A nosso ver, efetivamente, não está em causa, diretamente, uma situação contemplada pelo artigo 218º do Código do Processo Civil.
Na verdade, este preceito diz respeito à “anulação ou revogação da decisão recorrida”; no caso, porém, a decisão recorrida não foi sequer alvo de escrutínio, mas, sim, o despacho - procedimental e autónomo daquele que apreciou o mérito do conflito - que, indevidamente, admitiu o recurso.
Isto dito, terá interesse perceber a “ratio legis” que esteve na origem deste artº 218º do CPC, introduzido a partir da reforma de 2013.

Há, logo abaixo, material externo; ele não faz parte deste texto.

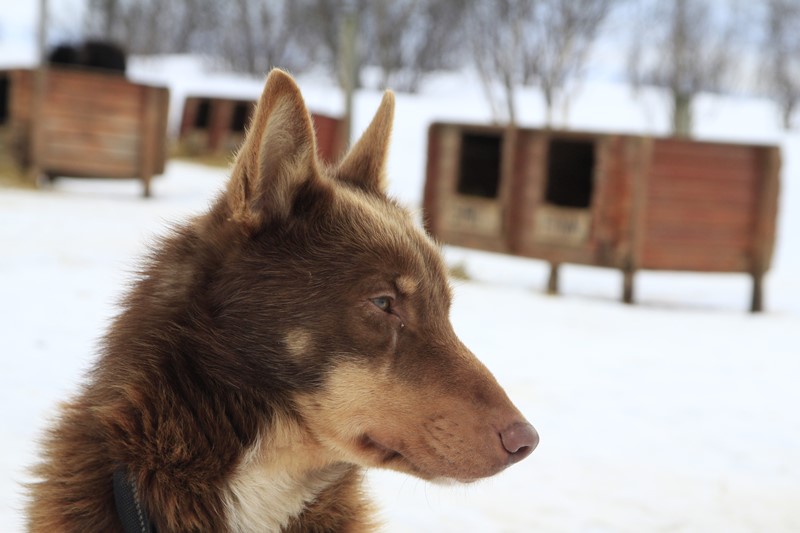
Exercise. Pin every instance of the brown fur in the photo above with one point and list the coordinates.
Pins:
(271, 349)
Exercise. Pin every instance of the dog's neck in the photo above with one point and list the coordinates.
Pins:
(277, 477)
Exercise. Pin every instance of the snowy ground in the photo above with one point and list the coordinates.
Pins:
(678, 414)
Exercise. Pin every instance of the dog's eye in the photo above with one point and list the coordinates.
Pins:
(384, 303)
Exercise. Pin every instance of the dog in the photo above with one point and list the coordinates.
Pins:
(272, 349)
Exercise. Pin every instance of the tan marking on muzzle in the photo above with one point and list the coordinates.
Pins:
(378, 420)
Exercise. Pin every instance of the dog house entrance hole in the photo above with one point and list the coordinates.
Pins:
(241, 113)
(203, 116)
(4, 96)
(479, 165)
(570, 171)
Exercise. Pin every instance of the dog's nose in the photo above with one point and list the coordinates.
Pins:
(519, 440)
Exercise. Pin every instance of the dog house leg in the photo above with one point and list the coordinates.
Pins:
(757, 303)
(627, 286)
(552, 280)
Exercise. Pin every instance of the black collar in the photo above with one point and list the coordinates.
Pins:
(129, 509)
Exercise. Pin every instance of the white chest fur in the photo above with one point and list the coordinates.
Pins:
(276, 479)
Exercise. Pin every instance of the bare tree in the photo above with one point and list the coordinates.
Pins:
(541, 42)
(499, 32)
(685, 47)
(410, 38)
(781, 72)
(565, 33)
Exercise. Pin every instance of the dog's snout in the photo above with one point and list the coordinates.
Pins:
(519, 440)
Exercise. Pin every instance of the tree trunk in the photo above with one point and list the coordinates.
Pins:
(682, 115)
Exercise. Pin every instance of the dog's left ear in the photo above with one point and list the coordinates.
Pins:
(277, 157)
(365, 164)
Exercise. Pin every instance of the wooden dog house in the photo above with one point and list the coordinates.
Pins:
(609, 200)
(211, 125)
(90, 124)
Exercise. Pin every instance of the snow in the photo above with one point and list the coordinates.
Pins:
(678, 414)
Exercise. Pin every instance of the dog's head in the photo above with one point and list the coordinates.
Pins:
(335, 296)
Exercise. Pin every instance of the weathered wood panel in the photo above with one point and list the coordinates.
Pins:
(655, 203)
(90, 124)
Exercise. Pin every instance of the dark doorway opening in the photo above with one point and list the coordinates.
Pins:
(4, 96)
(479, 165)
(203, 116)
(241, 114)
(570, 173)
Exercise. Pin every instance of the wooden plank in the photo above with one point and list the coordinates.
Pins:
(105, 167)
(682, 149)
(700, 258)
(699, 216)
(664, 192)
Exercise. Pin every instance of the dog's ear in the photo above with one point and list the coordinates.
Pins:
(365, 164)
(277, 156)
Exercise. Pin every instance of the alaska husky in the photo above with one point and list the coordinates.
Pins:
(272, 349)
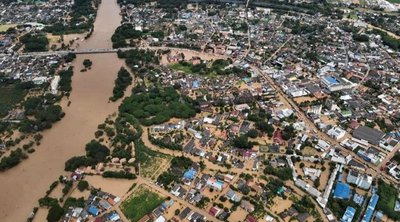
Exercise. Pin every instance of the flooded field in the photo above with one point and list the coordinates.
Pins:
(23, 185)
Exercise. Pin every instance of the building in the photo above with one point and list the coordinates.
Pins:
(333, 83)
(348, 215)
(362, 181)
(342, 191)
(336, 132)
(370, 209)
(373, 136)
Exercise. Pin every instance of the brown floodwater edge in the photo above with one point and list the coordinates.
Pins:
(22, 186)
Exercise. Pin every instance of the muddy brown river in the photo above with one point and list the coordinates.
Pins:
(22, 186)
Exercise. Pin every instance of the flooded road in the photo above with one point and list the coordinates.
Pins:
(22, 186)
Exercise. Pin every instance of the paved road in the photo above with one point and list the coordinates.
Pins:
(140, 181)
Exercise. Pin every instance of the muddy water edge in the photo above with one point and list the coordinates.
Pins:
(22, 186)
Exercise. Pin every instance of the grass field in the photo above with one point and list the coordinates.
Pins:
(4, 28)
(142, 202)
(180, 67)
(10, 95)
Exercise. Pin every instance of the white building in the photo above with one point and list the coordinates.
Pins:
(362, 181)
(336, 132)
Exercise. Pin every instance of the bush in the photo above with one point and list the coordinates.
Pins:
(119, 175)
(123, 80)
(55, 213)
(83, 185)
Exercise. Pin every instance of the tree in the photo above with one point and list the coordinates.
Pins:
(253, 133)
(97, 151)
(317, 182)
(87, 63)
(83, 185)
(55, 213)
(265, 127)
(242, 142)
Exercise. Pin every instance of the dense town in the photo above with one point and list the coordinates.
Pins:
(233, 111)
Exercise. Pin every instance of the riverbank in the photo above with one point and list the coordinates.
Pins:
(23, 185)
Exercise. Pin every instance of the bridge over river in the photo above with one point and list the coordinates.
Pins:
(92, 51)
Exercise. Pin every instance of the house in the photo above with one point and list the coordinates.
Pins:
(242, 107)
(370, 209)
(93, 210)
(336, 132)
(303, 217)
(251, 218)
(185, 213)
(278, 137)
(246, 205)
(214, 211)
(366, 133)
(342, 191)
(216, 184)
(348, 215)
(360, 180)
(233, 196)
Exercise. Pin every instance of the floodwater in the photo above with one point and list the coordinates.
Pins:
(22, 186)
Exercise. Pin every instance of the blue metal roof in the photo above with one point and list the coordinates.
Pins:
(342, 191)
(370, 209)
(190, 174)
(332, 80)
(348, 215)
(93, 210)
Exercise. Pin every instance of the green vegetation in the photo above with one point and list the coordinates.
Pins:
(95, 153)
(66, 79)
(178, 166)
(35, 42)
(218, 67)
(124, 32)
(264, 127)
(242, 142)
(55, 213)
(338, 207)
(163, 144)
(82, 18)
(87, 63)
(158, 105)
(140, 204)
(388, 40)
(136, 58)
(47, 201)
(10, 95)
(284, 173)
(360, 37)
(120, 175)
(387, 198)
(123, 80)
(83, 185)
(12, 160)
(42, 112)
(74, 202)
(302, 28)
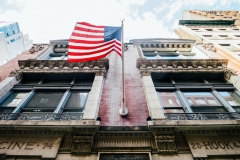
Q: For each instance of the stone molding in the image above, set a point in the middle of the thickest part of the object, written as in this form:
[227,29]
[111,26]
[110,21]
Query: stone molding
[210,132]
[182,65]
[165,143]
[124,140]
[83,140]
[60,66]
[209,47]
[228,72]
[166,45]
[218,14]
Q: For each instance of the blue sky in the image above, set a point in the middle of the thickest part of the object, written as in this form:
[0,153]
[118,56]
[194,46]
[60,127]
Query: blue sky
[45,20]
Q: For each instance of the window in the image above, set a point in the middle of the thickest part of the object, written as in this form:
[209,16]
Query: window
[183,94]
[12,101]
[43,101]
[233,99]
[76,102]
[204,102]
[207,35]
[51,93]
[170,102]
[201,98]
[201,102]
[212,101]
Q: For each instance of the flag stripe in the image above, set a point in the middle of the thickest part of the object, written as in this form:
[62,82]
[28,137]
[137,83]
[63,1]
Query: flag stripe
[88,42]
[89,47]
[87,35]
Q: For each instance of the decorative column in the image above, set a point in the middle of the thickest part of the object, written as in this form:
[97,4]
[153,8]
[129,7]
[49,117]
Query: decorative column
[94,97]
[154,107]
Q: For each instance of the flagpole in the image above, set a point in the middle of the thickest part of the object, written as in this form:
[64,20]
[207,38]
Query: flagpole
[123,111]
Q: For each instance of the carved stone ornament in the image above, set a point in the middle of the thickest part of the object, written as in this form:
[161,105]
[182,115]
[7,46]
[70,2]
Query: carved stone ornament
[145,73]
[17,75]
[53,66]
[100,73]
[81,148]
[228,72]
[165,143]
[209,47]
[82,144]
[181,65]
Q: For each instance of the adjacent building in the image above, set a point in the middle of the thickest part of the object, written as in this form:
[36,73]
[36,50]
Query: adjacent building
[12,41]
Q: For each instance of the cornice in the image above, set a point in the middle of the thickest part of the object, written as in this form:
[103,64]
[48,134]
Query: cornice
[59,66]
[146,67]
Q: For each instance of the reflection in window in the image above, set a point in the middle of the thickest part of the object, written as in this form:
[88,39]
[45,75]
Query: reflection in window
[231,97]
[201,101]
[212,101]
[200,98]
[44,101]
[173,110]
[168,99]
[14,99]
[9,104]
[77,100]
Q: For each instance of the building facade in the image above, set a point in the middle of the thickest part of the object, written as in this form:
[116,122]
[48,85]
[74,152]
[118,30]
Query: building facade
[181,103]
[12,41]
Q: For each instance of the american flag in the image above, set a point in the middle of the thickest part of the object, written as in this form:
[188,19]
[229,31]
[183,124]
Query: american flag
[90,42]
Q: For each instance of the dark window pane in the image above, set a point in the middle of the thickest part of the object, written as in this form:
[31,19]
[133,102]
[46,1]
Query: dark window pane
[215,81]
[72,110]
[77,100]
[84,82]
[14,99]
[30,82]
[45,100]
[188,81]
[56,82]
[237,109]
[168,99]
[6,109]
[209,109]
[231,97]
[174,110]
[201,99]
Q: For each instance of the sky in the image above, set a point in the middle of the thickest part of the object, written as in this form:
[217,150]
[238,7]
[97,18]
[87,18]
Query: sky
[45,20]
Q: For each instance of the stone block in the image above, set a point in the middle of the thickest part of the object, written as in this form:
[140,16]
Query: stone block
[91,109]
[154,104]
[157,113]
[93,96]
[150,89]
[98,78]
[152,96]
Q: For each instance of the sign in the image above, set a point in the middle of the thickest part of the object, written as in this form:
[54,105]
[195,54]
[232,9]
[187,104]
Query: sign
[202,146]
[47,147]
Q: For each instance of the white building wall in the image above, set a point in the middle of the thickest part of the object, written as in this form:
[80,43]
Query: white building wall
[9,50]
[3,49]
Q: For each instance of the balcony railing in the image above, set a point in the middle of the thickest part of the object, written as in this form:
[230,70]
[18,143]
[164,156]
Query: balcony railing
[42,116]
[202,116]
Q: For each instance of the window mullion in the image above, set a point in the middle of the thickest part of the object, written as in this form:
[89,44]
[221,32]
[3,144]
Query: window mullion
[222,100]
[186,106]
[62,102]
[24,101]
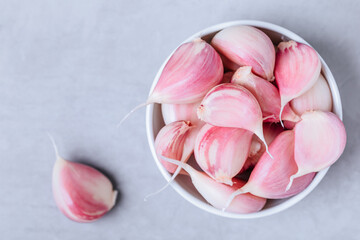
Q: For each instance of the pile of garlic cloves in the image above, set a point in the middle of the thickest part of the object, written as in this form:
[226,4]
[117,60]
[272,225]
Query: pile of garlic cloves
[239,106]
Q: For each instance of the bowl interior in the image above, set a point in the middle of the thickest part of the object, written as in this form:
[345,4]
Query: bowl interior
[182,184]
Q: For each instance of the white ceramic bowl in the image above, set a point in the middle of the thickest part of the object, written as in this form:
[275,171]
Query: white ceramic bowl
[182,184]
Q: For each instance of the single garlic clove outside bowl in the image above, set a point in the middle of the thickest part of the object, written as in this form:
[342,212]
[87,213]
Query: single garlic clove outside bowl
[182,184]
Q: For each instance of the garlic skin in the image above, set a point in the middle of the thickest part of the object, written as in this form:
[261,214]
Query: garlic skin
[228,64]
[221,152]
[257,148]
[270,177]
[320,139]
[81,192]
[177,112]
[227,104]
[227,77]
[217,194]
[247,46]
[296,70]
[265,93]
[193,69]
[171,143]
[316,98]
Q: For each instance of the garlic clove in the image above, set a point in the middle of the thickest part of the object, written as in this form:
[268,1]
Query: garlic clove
[170,143]
[247,46]
[320,139]
[176,112]
[296,70]
[271,131]
[316,98]
[265,93]
[228,64]
[227,77]
[193,69]
[188,140]
[217,194]
[221,152]
[270,177]
[82,193]
[226,105]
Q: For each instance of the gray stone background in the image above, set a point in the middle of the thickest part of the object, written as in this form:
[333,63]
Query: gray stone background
[74,68]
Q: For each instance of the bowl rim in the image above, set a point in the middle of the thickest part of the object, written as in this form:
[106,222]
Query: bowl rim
[337,109]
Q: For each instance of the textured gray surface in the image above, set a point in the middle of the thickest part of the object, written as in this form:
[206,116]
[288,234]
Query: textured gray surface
[74,68]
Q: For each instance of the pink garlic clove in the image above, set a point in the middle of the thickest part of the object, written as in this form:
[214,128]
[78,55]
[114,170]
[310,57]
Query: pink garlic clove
[296,70]
[216,193]
[221,152]
[193,69]
[247,46]
[265,93]
[270,177]
[320,139]
[176,112]
[227,77]
[81,192]
[170,143]
[316,98]
[179,132]
[271,131]
[228,64]
[231,105]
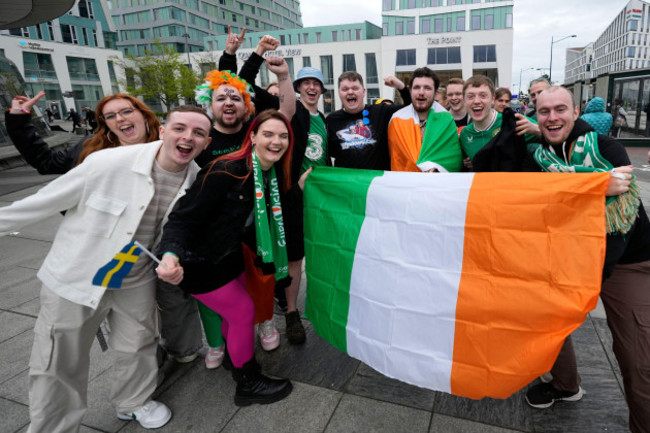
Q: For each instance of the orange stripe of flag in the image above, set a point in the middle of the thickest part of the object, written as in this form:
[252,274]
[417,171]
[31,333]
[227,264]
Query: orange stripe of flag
[532,265]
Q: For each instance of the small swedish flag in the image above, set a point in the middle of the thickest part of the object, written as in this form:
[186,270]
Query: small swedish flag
[111,274]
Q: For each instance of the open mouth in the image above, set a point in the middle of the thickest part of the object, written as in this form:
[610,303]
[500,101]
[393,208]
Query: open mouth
[184,149]
[127,130]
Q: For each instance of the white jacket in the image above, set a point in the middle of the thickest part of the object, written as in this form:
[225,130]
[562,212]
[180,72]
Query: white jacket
[105,198]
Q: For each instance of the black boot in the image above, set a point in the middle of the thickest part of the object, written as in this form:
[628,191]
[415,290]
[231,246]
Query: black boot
[254,387]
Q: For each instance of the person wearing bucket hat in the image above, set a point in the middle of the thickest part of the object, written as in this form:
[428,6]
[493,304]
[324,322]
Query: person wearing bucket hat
[309,150]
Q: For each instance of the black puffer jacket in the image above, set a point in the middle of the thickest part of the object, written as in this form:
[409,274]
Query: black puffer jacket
[36,151]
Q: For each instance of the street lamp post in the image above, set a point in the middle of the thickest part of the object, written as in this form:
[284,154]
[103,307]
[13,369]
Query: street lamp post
[520,72]
[187,50]
[550,66]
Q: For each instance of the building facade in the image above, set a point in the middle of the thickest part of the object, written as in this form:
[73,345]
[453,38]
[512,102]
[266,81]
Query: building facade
[616,65]
[183,24]
[455,38]
[69,58]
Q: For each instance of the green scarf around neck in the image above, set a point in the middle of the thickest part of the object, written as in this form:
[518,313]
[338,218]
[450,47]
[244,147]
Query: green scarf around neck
[584,157]
[271,244]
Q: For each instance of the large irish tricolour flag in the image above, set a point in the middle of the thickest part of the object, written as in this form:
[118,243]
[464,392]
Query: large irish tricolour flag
[462,283]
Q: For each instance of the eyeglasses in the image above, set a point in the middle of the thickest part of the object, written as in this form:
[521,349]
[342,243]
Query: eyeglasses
[127,112]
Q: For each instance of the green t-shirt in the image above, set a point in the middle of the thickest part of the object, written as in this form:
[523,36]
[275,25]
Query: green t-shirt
[471,140]
[315,153]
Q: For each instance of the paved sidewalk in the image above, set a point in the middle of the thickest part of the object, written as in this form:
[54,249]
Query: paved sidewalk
[332,392]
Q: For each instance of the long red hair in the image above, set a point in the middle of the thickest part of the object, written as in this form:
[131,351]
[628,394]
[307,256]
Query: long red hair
[102,138]
[246,150]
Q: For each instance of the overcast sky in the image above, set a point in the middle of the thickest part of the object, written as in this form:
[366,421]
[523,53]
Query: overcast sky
[535,22]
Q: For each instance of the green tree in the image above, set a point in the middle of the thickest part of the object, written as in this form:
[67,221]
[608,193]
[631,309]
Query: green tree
[161,75]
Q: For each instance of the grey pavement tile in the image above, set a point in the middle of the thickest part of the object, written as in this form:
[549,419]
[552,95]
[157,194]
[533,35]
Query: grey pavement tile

A medida foi justificada, no Preâmbulo da Proposta de Lei 1132/XII/2, como visando reforçar o princípio da unidade e tendencial concentração do julgador. Nela está em causa, nesta particular vertente, a explicitação do princípio da plenitude do juiz expressamente consagrado no artº 605º do CPC (leia-se Geraldes, Pimenta, Sousa, CPC anotado, Vol. I, 2ª edição, pág. 263).
Tal princípio tem uma ampla cobertura que, sublinhe-se, está longe de se limitar ou restringir ao artigo 218º. Na verdade, nos termos da obra citada, deve aplicar-se àqueles casos “em que o tribunal de recurso determina a remessa do processo ao tribunal “a quo” a fim de apreciar questões que tenham ficado prejudicadas e que não possam ou não devam ser apreciadas por aquele…”.
Em tese geral, apenas deverá encontrar-se um novo relator e novos adjuntos quando esteja definitivamente encerrada a questão sob recurso; ou seja, apenas quando a decisão do tribunal superior tenha decidido a questão central, de mérito, deverá proceder-se a uma nova distribuição.
Neste sentido, leia-se o artigo 213º do CPC na nova redação do mesmo decorrente da Lei nº56/2025, de 24 de julho, com entrada em vigor em poucos dias.
Ora, no nosso caso, a decisão desta Relação nada decidiu sobre o mérito do que lhe foi solicitado.
Nela, constata-se, factualmente, que nem todos os arguidos tinham sido notificados do acórdão final e, por isso, não decorrera ainda o prazo para a interposição de recurso, e, em consequência, face a essas omissões, ordenou-se a devolução do processo à 1ª instância com vista a colmatar aquelas omissões e assegurar o cumprimento dos trâmites legais em falta.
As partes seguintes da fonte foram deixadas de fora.